Let $T_1 = \struct {S_1, \tau_1}$, $T_2 = \struct {S_2, \tau_2}$ be topological spaces.

Let $f: S_1 \to S_2$ be a homeomorphism between $T_1$ and $T_2$.

Let $S$ be a subset of $S_1$.

Let $f {\restriction_{S \times f \sqbrk S} } : S \to f \sqbrk S$ be the restriction of $f$ to $S \times f \sqbrk S$.

Let $S$ and $f \sqbrk S$ bear their respective subspace topologies.

Then $f {\restriction_{S \times f \sqbrk S} }$ is a homeomorphism.

Proof

By Restriction of Continuous Mapping is Continuous, $f {\restriction_{S \times f \sqbrk S} }$ is continuous.

By Restriction of Inverse is Inverse of Restriction, $\left({f {\restriction_{S \times f \sqbrk S} } }\right)^{-1}$ is well-defined and equal to $f^{-1} {\restriction_{f \sqbrk S \times S} }$.

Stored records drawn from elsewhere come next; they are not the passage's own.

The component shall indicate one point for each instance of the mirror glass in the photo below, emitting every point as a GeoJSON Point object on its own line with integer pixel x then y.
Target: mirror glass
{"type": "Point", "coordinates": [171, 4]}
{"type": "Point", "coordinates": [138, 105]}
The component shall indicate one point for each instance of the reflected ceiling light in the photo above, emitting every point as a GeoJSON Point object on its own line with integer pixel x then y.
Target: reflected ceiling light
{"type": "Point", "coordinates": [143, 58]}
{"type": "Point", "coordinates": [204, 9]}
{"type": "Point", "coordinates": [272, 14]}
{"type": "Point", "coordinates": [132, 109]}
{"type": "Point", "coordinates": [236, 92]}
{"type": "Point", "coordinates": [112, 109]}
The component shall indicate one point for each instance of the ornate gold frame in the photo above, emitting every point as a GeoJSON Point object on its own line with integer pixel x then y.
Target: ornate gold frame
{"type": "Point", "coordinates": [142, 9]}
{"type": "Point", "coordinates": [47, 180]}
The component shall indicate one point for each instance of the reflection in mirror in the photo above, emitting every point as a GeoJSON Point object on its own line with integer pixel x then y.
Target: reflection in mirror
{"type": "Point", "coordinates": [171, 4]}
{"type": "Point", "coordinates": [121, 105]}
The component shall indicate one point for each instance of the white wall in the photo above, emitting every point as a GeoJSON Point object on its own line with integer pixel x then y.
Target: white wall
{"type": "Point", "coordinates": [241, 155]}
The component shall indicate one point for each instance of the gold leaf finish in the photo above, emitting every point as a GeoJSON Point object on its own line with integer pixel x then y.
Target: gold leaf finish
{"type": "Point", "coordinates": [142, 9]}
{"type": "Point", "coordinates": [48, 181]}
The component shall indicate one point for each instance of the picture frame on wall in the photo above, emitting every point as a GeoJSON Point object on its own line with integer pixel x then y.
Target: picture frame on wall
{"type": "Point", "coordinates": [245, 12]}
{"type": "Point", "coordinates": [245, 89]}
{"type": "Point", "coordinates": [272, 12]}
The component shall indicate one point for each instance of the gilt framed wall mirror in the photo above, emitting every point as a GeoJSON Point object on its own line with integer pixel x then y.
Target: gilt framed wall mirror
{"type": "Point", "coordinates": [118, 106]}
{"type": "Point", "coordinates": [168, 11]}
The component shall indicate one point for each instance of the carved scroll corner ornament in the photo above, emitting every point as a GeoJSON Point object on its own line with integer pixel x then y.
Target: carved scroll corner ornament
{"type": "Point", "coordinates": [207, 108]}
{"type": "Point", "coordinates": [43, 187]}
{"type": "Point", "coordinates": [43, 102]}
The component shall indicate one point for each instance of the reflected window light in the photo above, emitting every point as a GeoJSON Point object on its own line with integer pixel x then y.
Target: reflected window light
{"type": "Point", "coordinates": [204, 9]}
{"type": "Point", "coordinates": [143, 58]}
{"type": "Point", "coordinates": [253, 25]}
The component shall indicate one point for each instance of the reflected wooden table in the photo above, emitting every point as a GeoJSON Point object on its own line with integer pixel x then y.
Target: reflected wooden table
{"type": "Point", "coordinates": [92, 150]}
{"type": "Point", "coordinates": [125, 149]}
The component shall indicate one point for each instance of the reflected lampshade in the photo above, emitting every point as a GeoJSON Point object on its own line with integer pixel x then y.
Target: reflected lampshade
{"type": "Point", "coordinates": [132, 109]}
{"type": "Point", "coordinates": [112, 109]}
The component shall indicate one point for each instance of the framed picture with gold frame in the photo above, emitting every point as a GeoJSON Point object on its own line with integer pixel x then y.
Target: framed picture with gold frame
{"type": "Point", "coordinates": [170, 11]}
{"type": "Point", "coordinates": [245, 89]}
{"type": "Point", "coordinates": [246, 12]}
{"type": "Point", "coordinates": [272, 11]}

By Restriction of Continuous Mapping is Continuous, $f^{-1} {\restriction_{f \sqbrk S \times S} }$ is continuous.

Since $\paren {f {\restriction_{S \times f \sqbrk S} } }^{-1} = f^{-1} {\restriction_{f \sqbrk S \times S} }$, $\paren {f {\restriction_{S \times f \sqbrk S} } }^{-1}$ is continuous.

Hence, $f {\restriction_{S \times f \sqbrk S} }$ is a homeomorphism.

$\blacksquare$

Sources

• 1975: W.A. Sutherland: Introduction to Metric and Topological Spaces: $3$: Continuity generalized: topological spaces: Exercise $3.9 : 17$